La poésie ne prouve pas. Elle impose.

 

La poésie ne prouve pas. Elle impose. Elle ne démontre pas, ne calcule pas. Elle suggère, elle laisse glisser la compréhension à travers des méandres inconnaissables. Chaque image verbale se suffit à elle-même, mais c’est l’enchaînement des images qui fait de ce texte un poème et lui donne son impact sur le centre de l’être. Ne pas chercher de rapport logique, mais le rythme qui s’impose à soi, hors de soi, comme une écriture automatique qu’il faut cependant contrôler. Les images se succèdent. Il ne s’agit pas d’images au sens de la vue, mais d’impressions fixées en quelques mots, qui donnent au lecteur l’ambiance et la finalité de ce que l’auteur a ressenti et a voulu exprimer.

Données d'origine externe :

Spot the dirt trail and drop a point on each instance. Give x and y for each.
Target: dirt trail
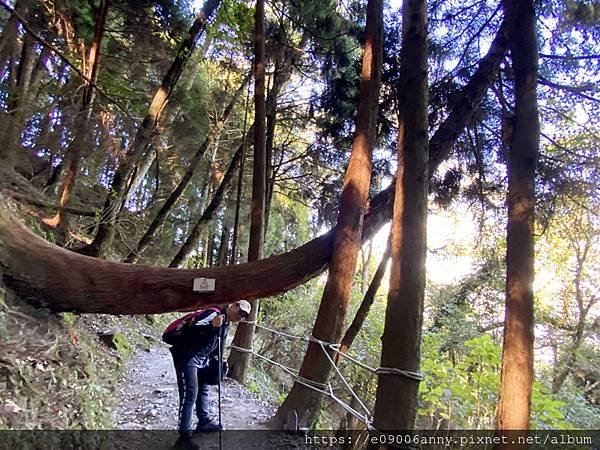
(149, 398)
(149, 403)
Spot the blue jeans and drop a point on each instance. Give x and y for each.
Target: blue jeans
(191, 392)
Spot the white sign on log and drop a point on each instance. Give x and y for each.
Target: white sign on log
(204, 285)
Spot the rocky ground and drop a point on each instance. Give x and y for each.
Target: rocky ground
(149, 398)
(149, 404)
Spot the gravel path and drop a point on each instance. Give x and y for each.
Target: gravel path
(149, 404)
(149, 398)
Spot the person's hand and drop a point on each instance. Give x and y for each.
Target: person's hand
(217, 321)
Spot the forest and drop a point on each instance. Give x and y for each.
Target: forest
(407, 192)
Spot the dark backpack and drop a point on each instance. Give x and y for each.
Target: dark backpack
(175, 332)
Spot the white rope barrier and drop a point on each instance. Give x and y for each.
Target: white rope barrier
(356, 397)
(314, 385)
(320, 387)
(413, 376)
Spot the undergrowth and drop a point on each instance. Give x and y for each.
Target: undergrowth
(53, 375)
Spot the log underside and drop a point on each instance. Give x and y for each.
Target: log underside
(61, 280)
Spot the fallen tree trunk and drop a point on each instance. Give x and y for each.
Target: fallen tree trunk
(61, 280)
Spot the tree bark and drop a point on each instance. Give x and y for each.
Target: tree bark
(191, 241)
(334, 303)
(365, 305)
(513, 411)
(396, 398)
(281, 75)
(239, 361)
(65, 281)
(135, 253)
(146, 134)
(82, 129)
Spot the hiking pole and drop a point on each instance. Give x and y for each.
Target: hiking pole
(220, 358)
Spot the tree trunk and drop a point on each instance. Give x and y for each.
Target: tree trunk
(145, 135)
(365, 305)
(223, 247)
(148, 158)
(239, 361)
(396, 398)
(281, 75)
(83, 284)
(82, 130)
(208, 213)
(365, 257)
(135, 253)
(336, 295)
(517, 353)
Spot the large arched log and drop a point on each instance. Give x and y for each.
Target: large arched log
(61, 280)
(66, 281)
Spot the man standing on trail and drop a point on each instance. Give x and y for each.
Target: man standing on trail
(192, 354)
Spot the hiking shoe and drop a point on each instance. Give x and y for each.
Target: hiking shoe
(209, 425)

Dans l’immense vide de la conscience, jaillissent les mots qui éclatent en bulles d’images et rendent vie aux instants privilégiés où s’est établie l’étincelle d’une affection de l’âme pour le fait vécu ou l'imaginaire qui s’enracine dans la réalité. Rien ne saurait dire auparavant que cette synergie s’établirait. Elle surgit en un instant, impromptue, lancinante, jusqu’au moment où il faut céder à cet impérieux désir d’exprimer ce que remue en soi ce petit bout de vie, si petit qu’il s’oublie très vite, malgré les efforts faits pour le conserver en mémoire. Alors commence le travail des images, puis des mots, puis des enchaînements, jusqu’au moment où se forme ce que certains appellent un poème, mais qui, pour l’auteur, n’est qu’une naissance inespérée, à chaque fois différente. Cet enchevêtrement, il lui arrive parfois de le reprendre, de retravailler chaque image, jusqu’à ce que, derrière l’apparent jaillissement des mots, se cache une construction subtile, aux apparences candides.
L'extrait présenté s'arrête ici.